Donizetti Francesca di Foix

Two Donizetti delights restored

Record and Artist Details

Composer or Director: Gaetano Donizetti

Genre:

Opera

Label: Opera Rara

Media Format: CD or Download

Media Runtime: 76

Mastering:

Stereo
DDD

Catalogue Number: ORC28

Tracks:

Composition Artist Credit
Francesca di Foix Gaetano Donizetti, Composer
Alfonso Antoniozzi, The Count, Bass-baritone
Annick Massis, The Countess, Francesca di Foix, Soprano
Antonello Allemandi, Conductor
Bruce Ford, The Duke, Tenor
Gaetano Donizetti, Composer
Geoffrey Mitchell Choir
Jennifer Larmore, The Page, Edmondo, Mezzo soprano
London Philharmonic Orchestra
Pietro Spagnoli, The King, Baritone

Composer or Director: Gaetano Donizetti

Genre:

Opera

Label: Opera Rara

Media Format: CD or Download

Media Runtime: 66

Mastering:

Stereo
DDD

Catalogue Number: ORCD29

Tracks:

Composition Artist Credit
Elvida Gaetano Donizetti, Composer
Anne-Marie Gibbons, Zulma, Mezzo soprano
Annick Massis, Elvida, Soprano
Antonello Allemandi, Conductor
Ashley Catling, Ramiro, Tenor
Bruce Ford, Alfonso, Tenor
Gaetano Donizetti, Composer
Geoffrey Mitchell Choir
Jennifer Larmore, Zeidar, Mezzo soprano
London Philharmonic Orchestra
Pietro Spagnoli, Amur, Baritone
Towards the bottom of a capacious barrel, these two one-act operas with titles to which (is it safe to say?) none of our readers will be able to put a single tune, have lain in darkness and silence for more than 150 years. They now come forth in some- thing like glory, confounding the prophets who assuredly must have cried ‘Disturb them not! Let them lie! They’re better where they are!’

Francesca di Foix dates from 1831, shortly after Donizetti’s great success with Anna Bolena. Designated ‘melodramma giocoso’, it tells of an amusing episode at Court, where arrangements are made to welcome a lovely young Countess whom her mean old husband normally keeps at home more or less under lock and key. The libretto is deftly woven and the music is fresh and high-spirited. As Jeremy Commons says in his introductory essay, it is ‘a witty and often wry little satirical comedy… a quirky odd-man-out in Donizetti’s output’.

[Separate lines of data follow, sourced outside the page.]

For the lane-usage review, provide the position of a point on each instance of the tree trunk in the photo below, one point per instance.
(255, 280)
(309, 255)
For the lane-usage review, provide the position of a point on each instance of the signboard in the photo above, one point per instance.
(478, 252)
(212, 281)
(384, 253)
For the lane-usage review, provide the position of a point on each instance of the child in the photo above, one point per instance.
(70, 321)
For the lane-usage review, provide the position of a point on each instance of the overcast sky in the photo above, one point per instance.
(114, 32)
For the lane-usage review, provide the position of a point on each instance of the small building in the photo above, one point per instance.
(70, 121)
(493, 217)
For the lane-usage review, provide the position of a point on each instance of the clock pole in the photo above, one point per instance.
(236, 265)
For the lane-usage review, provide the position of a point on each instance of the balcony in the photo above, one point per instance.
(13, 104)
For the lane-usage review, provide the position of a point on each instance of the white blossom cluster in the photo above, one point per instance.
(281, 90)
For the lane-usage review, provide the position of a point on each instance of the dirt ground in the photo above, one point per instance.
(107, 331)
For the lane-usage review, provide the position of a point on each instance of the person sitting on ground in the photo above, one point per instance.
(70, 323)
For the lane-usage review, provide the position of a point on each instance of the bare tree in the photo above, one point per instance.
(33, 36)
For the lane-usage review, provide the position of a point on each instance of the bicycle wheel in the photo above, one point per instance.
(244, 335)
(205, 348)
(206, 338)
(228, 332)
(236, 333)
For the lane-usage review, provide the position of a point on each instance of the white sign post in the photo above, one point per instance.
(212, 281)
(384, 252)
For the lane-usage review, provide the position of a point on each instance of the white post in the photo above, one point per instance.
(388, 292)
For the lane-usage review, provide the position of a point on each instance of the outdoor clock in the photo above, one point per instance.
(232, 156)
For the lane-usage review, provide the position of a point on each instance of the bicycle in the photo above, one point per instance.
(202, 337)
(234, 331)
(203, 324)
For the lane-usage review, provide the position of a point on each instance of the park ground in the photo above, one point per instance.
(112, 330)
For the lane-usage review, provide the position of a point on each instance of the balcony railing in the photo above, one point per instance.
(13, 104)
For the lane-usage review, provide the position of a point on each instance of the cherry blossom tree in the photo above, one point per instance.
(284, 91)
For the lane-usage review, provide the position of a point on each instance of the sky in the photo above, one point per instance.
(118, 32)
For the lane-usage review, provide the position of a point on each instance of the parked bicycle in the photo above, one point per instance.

Elvida is earlier (1826), more serious and less worth taking seriously. Its story crams the action of a full-length opera into three short scenes. A more mature composer might have identified his characters with music that was uniquely theirs rather than merely fitting them up as character-types. And yet there is much to enjoy. Again, Dr Commons points helpfully, in this case, to a trio near the end of the opera as ‘the jewel in the crown’. Personally, my feelings turn towards admiration even at moments when Donizetti makes us smile and tap our feet while the librettist is urging us to cower in horror at the likely fate of the noble heroine and her manly lover. It was once considered facile (in a pejorative sense) to have such a ready supply of melodies at hand; today, when the supply seems to have dried up completely, this is a complaint we are perhaps less likely to make.

The operas, though boxed separately, are well-paired. Each was written for a royal occasion, which meant that nobody paid them much attention. As little one-acters they got lost after four performances (Elvida) or seven (Francesca). They were also written for star singers (Lablache and Rubini in 1826, Tamburini in 1831) whose special needs had to be high among the composer’s priorities, and that meant plenty of florid writing and ornamentation. It says much for the present singers that they can take on, and deal so successfully with, the vocal challenges of both operas.

The limpid purity of Annick Massis’s voice, it’s true, is better suited to the lighter manner of Francesca than to the heroic, death-defying Elvida, but she deals remarkably well with the technical difficulties of both. Bruce Ford does more than merely cope with the fearsome tessitura of the tenor roles, singing with elegance as the Duke in Francesca and adding robustness of tone and declamation for the Castilian warrior of Elvida. Pietro Spagnoli is the interesting baritone, probably a bit high for the King and not quite sonorous enough for the Moor, but well-defined and skillful in his fioritura. And the fourth in the quartet is Jennifer Larmore, a distinguished member of the casts who has also the distinction of playing the one ‘real’ character in Elvida, the dutiful son who opposes his father, and the sincere lover who renounces his beloved. Antonello Allemandi conducts effectively, the LPO play splendidly, and all the elements are well balanced by producer and engineers.